The opposite of a bloom filter

by Anilm3on 10/7/2017, 10:27 AMwith 25 comments

by pents90on 10/7/2017, 7:20 PM

I would argue that the opposite of a bloom filter doesn't really exist, at least not in a satisfying way. A bloom filter's size is dependent only on the desired false positive rate, whereas its opposite must be dependent on the size of the data. (And don't be fooled by data that can be represented by a primary key, that's not as general as a bloom filter.) I tried, with limited success, to explain my point of view in this answer on StackExchange: https://cstheory.stackexchange.com/questions/6596/a-probabil...

by DenisMon 10/7/2017, 8:03 PM

TLDR: a cache with LRU eviction, but only storing the keys, not the values.

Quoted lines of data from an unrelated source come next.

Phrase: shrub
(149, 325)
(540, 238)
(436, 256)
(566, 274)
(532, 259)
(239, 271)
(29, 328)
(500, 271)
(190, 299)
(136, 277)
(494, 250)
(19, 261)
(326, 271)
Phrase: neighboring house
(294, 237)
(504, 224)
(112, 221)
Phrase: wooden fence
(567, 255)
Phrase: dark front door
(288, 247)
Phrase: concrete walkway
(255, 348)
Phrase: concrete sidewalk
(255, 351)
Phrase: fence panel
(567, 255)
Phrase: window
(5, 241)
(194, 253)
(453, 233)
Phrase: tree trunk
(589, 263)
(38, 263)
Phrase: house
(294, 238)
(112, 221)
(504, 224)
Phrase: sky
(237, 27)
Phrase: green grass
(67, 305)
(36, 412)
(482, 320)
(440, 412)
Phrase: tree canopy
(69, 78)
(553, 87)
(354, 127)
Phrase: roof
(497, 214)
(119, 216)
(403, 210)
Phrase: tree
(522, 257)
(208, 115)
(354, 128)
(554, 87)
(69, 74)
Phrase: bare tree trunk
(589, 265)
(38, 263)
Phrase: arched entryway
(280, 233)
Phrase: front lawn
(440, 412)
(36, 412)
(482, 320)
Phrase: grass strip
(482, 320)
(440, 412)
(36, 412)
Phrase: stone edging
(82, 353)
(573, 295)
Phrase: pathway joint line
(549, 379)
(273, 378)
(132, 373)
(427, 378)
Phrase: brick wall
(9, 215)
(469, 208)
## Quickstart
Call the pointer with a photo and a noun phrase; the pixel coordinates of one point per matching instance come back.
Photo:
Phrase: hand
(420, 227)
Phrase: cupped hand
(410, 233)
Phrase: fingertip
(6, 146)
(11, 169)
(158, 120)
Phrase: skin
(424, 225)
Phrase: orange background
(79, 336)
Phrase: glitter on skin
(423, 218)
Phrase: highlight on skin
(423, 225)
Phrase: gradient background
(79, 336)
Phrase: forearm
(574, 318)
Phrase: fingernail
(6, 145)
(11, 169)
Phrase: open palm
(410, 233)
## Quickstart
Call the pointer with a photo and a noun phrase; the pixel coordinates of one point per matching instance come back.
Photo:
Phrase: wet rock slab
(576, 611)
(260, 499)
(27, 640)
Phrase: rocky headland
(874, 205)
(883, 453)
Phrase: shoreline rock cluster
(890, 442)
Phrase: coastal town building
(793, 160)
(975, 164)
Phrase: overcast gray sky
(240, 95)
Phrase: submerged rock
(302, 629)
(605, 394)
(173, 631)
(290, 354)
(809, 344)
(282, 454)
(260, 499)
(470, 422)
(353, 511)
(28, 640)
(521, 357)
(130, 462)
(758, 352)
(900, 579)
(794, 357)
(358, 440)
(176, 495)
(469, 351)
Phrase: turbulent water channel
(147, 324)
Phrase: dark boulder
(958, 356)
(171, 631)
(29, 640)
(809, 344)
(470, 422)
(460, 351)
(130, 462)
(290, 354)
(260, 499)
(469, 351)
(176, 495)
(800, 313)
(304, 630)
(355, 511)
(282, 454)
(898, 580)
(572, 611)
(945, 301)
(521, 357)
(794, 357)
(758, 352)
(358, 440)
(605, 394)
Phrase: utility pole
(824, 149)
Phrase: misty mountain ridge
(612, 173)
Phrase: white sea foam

by ww520on 10/7/2017, 5:19 PM

"A Bloom filter is a data structure that may report it contains an item that it does not (a false positive), but is guaranteed to report correctly if it contains the item (“no false negatives”)."

I'm afraid that is not how it works. A Bloom filter can tell whether an item may be in the set (false positive) but can definitely tell an item is NOT in the set (no false negative).

by ahazred8taon 10/7/2017, 5:58 PM

"It's a cache." The use case is deduplication in an event-stream environment. This calls for exact matching without hash collisions.

by supermatton 10/7/2017, 10:08 PM

Low memory version:

`return false;`